Optimized code in VC ++ and ASM

Good evening. Sorry I used google tradutor. I am using NASM in VC ++ on x86 and I am learning how to use MASM on x64.

Is it possible to specify where each argument will go and return the build function in such a way that the compiler can leave the data there in the fastest way possible? We can also specify which registers will be used so the compiler knows what data is still being stored in order to make the best use of it?

For example, since there is no built-in function that applies exactly IDIV r / m64 (64-bit integer division in assembly language), we may need to implement it. IDIV requires the small value of the dividend / numerator part to be in RAX, high RDX and divisor / denominator in any register or memory area. At the end, the factor is in EAX, and the rest is in EDX. Therefore, we may want to develop functions, so (I gave examples of use):

void DivLongLongInt( long long NumLow , long long NumHigh , long long Den , long long *Quo , long long *Rem ){
    __asm(
        // Specify used register: [rax], specify pre location: NumLow --> [rax]
        reg(rax)=NumLow ,
        // Specify used register: [rdx], specify  pre location: NumHigh --> [rdx]
        reg(rdx)=NumHigh ,
        // Specify required memory: memory64bits [den], specify pre location: Den --> [den]
        mem[64](den)=Den ,
        // Specify used register: [st0], specify pre location: Const(12.5) --> [st0]
        reg(st0)=25*0.5 ,
        // Specify used register: [bh]
        reg(bh) ,
        // Specify required memory: memory64bits [nothing]
        mem[64](nothing) ,
        // Specify used register: [st1]
        reg(st1)
    ){
        // Specify code
        IDIV [den]
    }(
        // Specify pos location: [rax] --> *Quo
        *Quo=reg(rax) ,
        // Specify pos location: [rdx] --> *Rem
        *Rem=reg(rdx)
    ) ;
}

      

Is there anything that can be done at least close to this? Thanks for the help.

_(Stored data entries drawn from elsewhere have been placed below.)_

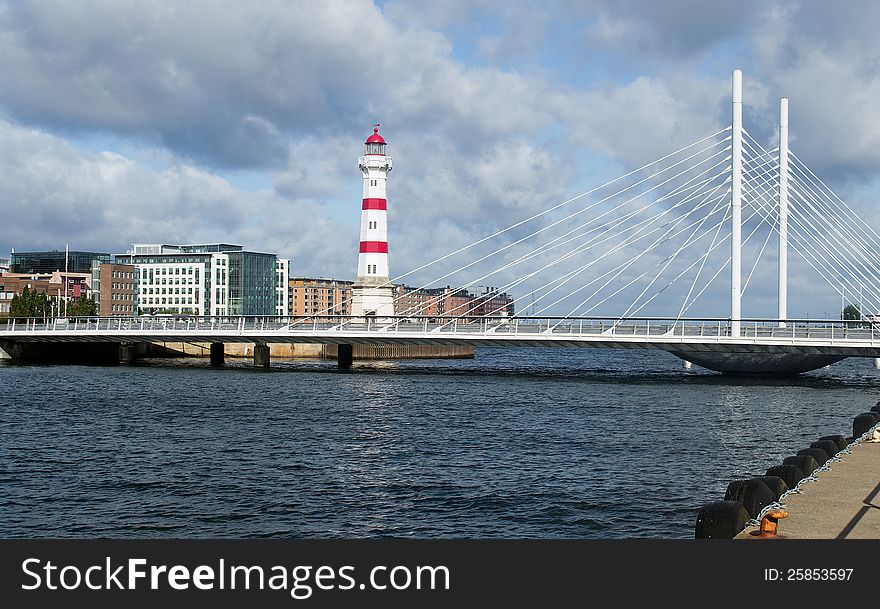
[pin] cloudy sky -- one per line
(128, 121)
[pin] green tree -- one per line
(30, 303)
(851, 312)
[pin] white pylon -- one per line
(736, 208)
(783, 211)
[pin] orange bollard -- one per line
(769, 524)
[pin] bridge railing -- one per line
(647, 327)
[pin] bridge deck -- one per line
(849, 339)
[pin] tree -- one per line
(851, 312)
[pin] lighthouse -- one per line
(372, 293)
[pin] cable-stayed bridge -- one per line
(661, 257)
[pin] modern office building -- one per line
(48, 262)
(50, 284)
(203, 279)
(313, 296)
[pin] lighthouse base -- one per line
(372, 297)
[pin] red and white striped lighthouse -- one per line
(372, 293)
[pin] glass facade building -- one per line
(48, 262)
(204, 279)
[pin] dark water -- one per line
(516, 443)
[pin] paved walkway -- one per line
(842, 503)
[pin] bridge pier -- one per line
(218, 354)
(261, 356)
(127, 352)
(344, 356)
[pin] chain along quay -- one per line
(538, 442)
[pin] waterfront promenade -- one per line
(842, 503)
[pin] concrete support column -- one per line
(217, 354)
(126, 353)
(261, 356)
(344, 356)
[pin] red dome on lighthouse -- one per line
(375, 138)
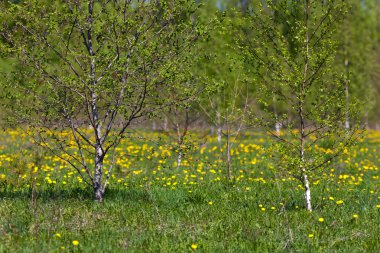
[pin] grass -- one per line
(152, 207)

If there is no way to do this, it's a shame, because it is definitely a great way to implement high-level functionality with assembly-level functionality. I think it is a simple interface between C ++ and ASM that should already exist and include assembly code for inline inline and high-level, almost like plain C ++ code.

+3


source to share


2 answers


As others have mentioned , MSVC does not support any form of inline assembly when targeting x86-64.

Inline assembly is only supported on x86-32 assemblies, and even there it is rather limited in what you can do. In particular, you cannot specify inputs and outputs, so using inline assembly necessarily entails a lot of shuffling of values ​​between register and memory, which is exactly the opposite of what you want when writing high-performance code. If there is something that you cannot do otherwise than by manually emitting machine code, you should avoid inline assembly. Its original purpose was to do things like generate instructions OUT

and interrupt BIOS ROM ROMs in legacy 8-bit and 16-bit programming environments. It ended up in a 32 bit compiler for compatibility purposes, but the team drew a line with a 64 bit version.

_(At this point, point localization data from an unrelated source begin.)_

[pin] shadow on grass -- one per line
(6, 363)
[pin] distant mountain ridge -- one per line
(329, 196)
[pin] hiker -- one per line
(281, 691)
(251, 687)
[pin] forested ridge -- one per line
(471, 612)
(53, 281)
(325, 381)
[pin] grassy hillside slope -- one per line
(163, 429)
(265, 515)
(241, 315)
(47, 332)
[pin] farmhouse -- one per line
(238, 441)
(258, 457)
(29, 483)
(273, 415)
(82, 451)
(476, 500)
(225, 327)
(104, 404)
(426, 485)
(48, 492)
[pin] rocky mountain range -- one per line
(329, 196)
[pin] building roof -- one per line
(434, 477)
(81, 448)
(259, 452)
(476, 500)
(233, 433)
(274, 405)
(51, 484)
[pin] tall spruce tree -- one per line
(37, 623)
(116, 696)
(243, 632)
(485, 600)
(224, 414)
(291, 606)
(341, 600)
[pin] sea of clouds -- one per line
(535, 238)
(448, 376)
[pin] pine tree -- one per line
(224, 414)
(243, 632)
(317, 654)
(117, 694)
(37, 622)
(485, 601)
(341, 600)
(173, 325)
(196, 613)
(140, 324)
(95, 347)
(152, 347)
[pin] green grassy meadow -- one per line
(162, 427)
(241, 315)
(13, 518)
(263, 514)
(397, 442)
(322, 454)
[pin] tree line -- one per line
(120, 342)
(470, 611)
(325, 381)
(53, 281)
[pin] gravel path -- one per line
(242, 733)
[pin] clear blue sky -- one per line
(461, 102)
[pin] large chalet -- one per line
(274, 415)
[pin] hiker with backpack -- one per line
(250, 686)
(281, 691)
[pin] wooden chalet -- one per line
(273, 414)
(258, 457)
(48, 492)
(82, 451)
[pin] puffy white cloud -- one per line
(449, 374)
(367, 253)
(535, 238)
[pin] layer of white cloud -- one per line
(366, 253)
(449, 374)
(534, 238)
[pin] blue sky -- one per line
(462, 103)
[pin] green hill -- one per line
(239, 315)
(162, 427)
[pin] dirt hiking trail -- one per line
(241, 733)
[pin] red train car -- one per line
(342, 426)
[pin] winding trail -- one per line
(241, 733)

Intrinsics is now the recommended solution because they work better with the optimizer. Pretty much any SIMD code the compiler needs to generate can be executed using inline functions, as with most other x86 compiler targeting, so not only you get better code, but you also get slightly more portable code.

Even with Gnu-style compilers that support extended asm blocks that give you the type of I / O power you are looking for, there are still many good reasons to avoid using inline asm . Intrinsics is still the best solution out there as it finds a way to represent what you want in C and convince the compiler to generate the assembly code you want to emit.

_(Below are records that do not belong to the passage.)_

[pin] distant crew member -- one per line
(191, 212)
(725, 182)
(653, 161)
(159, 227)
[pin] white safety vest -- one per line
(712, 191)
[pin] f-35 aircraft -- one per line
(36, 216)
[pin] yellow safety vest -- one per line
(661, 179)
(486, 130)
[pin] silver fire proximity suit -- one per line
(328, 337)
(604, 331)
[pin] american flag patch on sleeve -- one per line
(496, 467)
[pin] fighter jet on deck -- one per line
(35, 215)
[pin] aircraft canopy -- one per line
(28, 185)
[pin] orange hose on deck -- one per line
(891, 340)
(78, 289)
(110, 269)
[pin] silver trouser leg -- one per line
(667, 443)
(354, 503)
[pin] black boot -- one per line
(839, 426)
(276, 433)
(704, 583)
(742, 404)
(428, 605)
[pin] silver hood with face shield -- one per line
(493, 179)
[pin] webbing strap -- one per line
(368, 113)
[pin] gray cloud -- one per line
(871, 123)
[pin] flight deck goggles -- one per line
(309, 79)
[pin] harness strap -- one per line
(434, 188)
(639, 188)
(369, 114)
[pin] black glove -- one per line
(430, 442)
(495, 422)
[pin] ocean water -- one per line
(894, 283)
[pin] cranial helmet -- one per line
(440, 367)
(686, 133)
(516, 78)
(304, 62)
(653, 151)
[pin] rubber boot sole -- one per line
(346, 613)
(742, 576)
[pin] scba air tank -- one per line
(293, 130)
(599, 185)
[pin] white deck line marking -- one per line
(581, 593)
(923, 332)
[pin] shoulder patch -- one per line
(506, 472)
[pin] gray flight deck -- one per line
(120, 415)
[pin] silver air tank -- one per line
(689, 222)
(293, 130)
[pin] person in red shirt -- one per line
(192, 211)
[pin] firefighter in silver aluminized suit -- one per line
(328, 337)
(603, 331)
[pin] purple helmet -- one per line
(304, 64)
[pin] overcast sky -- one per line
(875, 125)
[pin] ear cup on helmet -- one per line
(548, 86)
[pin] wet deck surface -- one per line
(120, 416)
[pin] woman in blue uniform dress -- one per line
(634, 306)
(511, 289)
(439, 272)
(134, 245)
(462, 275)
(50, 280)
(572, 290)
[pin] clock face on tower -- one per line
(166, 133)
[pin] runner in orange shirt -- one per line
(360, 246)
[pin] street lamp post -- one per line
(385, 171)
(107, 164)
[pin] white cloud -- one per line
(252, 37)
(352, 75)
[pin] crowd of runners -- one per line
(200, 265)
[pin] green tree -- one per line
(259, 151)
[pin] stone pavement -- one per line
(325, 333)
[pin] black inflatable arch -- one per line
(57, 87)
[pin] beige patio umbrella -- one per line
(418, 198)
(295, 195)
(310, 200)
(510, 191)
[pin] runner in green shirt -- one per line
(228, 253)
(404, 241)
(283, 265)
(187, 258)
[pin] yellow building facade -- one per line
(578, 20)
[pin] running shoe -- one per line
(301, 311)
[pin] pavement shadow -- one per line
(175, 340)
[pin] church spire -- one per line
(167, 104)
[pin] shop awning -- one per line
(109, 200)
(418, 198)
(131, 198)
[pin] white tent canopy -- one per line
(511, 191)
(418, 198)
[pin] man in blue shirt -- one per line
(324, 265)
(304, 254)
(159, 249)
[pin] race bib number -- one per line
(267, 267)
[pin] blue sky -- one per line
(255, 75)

The only exception is when there are no built-in functions available. The instruction IDIV

, unfortunately, refers to one of these cases. (There are built-in capabilities for 128-bit multiplication. They come by different names: Windows - specific or compiler-specific .)

In Gnu compilers that support 128-bit integer types as an extension for 64-bit targets, you can force the compiler to generate the code for you:

__int128_t dividend = 1234;
int64_t    divisor  = 64;
int64_t    quotient = (dividend / divisor);

      

This is now usually compiled as a call to their library function that performs 128-bit division, rather than a built-in command IDIV

that returns a 64-bit ratio. Presumably this is due to the need to handle overflows as David mentioned . This is actually worse. No C or C ++ implementation can use the DIV

/ instructions IDIV

as they are not compliant. These instructions will result in overflow exceptions, whereas the standard states that the result should be truncated. (With multiplication, you get inline IMUL

/ commands MUL

because they don't have an overflow problem since they return 128-bit results.)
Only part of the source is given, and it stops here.